Accelerationists are those on the political fringes – right and left – who want a civil war to burn the country to ash so they can start anew from the rubble. Notably, the term “Civil War” began trending in the wake of the Trump shooting.

Social media was instantly flooded with hyperbole, lies, conspiracy theories and uninformed nonsense about the shooting. The commentary ranged from suggestions on the right like those of Georgia representative Michael Collins that the president, Joe Biden, solicited the violence and should be charged with a crime, to those on the left suggesting that the shooting is a hoax meant to bolster Trump’s flagging poll figures.

Reasonable questions about whether the Secret Service missed something become conspiracies about whether Biden deliberately withheld competent protection for Trump, said Jonathan Corpus Ong, a disinformation researcher and professor of communications at the University of Massachusetts Amherst.

“I think it’s normal for people to be speculating, and kind of like trying to make sense of what happened,” he said. “I think it’s important for any journalist or any reader to be very critical of what they see in the media and what they’re reading, to take it slow as well … I think we would not want to be swept up with fear, because that would get us into a state of distrust in other people as well. It’s important to be vigilant with what we consume, and also learn when to step back from fear-mongering narratives.”

Factchecking the deep fakes

AI further complicates the reaction to breaking news events.

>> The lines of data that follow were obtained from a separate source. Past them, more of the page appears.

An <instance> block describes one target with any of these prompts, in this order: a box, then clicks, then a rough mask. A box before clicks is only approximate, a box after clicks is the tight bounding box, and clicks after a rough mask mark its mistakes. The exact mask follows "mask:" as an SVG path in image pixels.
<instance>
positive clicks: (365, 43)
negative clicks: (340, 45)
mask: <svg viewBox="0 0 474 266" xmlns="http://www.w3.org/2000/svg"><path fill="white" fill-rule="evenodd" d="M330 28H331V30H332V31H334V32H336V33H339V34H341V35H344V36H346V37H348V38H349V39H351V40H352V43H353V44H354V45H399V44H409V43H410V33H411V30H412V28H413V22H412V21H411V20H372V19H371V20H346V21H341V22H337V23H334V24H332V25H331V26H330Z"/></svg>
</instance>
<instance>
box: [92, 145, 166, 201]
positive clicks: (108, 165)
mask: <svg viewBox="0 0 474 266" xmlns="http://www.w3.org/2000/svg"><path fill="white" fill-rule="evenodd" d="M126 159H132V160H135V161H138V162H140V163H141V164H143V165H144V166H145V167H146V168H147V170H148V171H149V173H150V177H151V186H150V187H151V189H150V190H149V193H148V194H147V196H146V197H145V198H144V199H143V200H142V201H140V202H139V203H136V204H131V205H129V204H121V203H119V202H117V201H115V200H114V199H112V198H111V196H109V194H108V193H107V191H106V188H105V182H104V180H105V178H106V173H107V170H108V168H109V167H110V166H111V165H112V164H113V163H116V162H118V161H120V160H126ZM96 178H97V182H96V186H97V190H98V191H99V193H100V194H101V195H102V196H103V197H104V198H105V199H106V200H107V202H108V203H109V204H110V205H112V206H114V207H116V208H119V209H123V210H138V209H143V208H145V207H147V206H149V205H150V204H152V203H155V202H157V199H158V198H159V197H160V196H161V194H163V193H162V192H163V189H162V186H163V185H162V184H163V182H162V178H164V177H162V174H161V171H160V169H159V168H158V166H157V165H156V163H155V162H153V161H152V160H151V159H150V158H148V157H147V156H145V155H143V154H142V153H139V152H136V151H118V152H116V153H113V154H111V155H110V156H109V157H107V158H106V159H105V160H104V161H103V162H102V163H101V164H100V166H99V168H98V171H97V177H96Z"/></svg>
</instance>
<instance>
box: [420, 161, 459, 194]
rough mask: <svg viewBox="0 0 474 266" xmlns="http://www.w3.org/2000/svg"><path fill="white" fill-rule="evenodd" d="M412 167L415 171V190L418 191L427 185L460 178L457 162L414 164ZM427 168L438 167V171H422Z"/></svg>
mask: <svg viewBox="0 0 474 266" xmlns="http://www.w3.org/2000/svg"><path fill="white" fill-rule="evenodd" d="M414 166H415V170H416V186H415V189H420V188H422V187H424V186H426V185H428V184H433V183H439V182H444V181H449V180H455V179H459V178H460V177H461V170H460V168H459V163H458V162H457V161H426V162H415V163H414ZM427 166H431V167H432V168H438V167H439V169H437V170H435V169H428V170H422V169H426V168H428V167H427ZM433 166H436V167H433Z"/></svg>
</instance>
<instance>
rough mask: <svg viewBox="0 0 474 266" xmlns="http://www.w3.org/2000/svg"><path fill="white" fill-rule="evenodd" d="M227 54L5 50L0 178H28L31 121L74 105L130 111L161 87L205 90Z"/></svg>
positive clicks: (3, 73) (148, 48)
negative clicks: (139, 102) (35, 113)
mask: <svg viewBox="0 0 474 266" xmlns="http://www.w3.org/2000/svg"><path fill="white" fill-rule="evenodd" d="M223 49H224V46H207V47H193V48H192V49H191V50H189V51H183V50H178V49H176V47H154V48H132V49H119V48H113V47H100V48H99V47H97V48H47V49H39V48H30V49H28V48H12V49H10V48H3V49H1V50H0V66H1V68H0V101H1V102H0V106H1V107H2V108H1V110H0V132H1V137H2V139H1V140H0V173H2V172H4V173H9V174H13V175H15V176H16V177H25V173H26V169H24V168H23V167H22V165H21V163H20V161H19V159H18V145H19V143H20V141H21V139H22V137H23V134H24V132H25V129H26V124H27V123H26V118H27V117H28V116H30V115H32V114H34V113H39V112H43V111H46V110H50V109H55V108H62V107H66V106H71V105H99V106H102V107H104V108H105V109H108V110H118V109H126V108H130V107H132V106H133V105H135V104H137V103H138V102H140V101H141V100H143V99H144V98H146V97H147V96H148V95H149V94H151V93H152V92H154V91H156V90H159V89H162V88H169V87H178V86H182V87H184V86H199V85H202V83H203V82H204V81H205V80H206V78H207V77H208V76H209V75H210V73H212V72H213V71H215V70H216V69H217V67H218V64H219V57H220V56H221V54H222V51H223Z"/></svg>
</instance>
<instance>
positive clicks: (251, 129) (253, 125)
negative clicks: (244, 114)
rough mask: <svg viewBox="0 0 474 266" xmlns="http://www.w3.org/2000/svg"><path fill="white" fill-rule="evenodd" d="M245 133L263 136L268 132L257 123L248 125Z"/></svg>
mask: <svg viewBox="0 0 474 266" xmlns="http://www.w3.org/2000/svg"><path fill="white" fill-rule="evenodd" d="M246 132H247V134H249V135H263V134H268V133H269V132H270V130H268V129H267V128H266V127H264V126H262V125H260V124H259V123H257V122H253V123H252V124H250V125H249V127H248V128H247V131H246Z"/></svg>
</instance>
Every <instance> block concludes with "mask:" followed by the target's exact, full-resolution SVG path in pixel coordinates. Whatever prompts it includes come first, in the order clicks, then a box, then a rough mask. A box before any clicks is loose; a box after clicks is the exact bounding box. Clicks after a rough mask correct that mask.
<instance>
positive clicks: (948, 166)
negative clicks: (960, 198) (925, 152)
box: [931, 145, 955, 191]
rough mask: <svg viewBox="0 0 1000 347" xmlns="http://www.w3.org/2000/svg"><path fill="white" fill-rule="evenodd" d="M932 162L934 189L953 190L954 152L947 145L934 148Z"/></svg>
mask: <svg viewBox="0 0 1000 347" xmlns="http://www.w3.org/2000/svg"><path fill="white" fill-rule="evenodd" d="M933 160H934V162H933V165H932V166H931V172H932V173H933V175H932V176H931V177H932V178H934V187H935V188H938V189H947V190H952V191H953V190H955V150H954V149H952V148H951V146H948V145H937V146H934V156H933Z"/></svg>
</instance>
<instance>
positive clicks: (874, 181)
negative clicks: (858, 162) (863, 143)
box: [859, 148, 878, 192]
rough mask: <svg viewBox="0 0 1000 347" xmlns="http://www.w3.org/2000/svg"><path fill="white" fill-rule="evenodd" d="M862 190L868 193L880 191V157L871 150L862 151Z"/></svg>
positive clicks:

Some images from the event are bound to become iconic, like the photograph taken by Evan Vucci of the Associated Press of Trump, fist raised and ear bloodied, an American flag waving behind him as Secret Service officers sweep him from the area.

But others from questionable sources could be swiftly fabricated. There’s value in comparing pictures from multiple sources at the event, or noting which agencies are distributing them, Ong said.

“You would like to see videos and a news account and analysis, to have multiple sources and to be corroborated and verified by multiple experts, in order to make sure that it is authentic in the age of deep fakes,” he said.

The emotional, historic nature of the moment lends itself to manipulation confirming existing biases, “that trigger very strong emotions of fear or anxiety,” Ong said. “I think that’s what we need to be looking at. And be wary of.”

Before the FBI had identified 20-year-old Thomas Matthew Crooks as the “subject involved” in the shooting, speculation about the gun and the identity of the alleged shooter had begun. Posts began moving through social media almost immediately, suggesting that the shooter used a BB gun, or alternatively that the weapon was a “ghost gun” built from 3D-printed parts.

Police later said they recovered an AR-style rifle at the scene.

Neither claim could be immediately substantiated. Each claim serves a partisan narrative, either that the shooting was a hoax or evidence of lax gun regulations.

Similarly unsubstantiated noise emerged from rightwing spaces about the identity of the alleged shooter.

“These are the usual responses that we get from the accelerationists in the far-right channels … you’ve got people identifying the shooter as antifa, or as a trans person, as a Jewish person,” Rogers said. “You’ve got the usual suspects being trotted out. And then on the more QAnon channels you’ve got ‘this is the left trying to bait us into a civil war’.”

The one thing Rogers found most disturbing was a pattern of mass deletion of posts in the far-right Telegram channels she follows in the minutes after the shooting. She said they do that in case it was one of their own.

“Telegram aficionados know that people are watching and potentially, if there was a connection, if there’s anybody on there that did actually have facts, it’s not like they’re going to let that stuff stand.”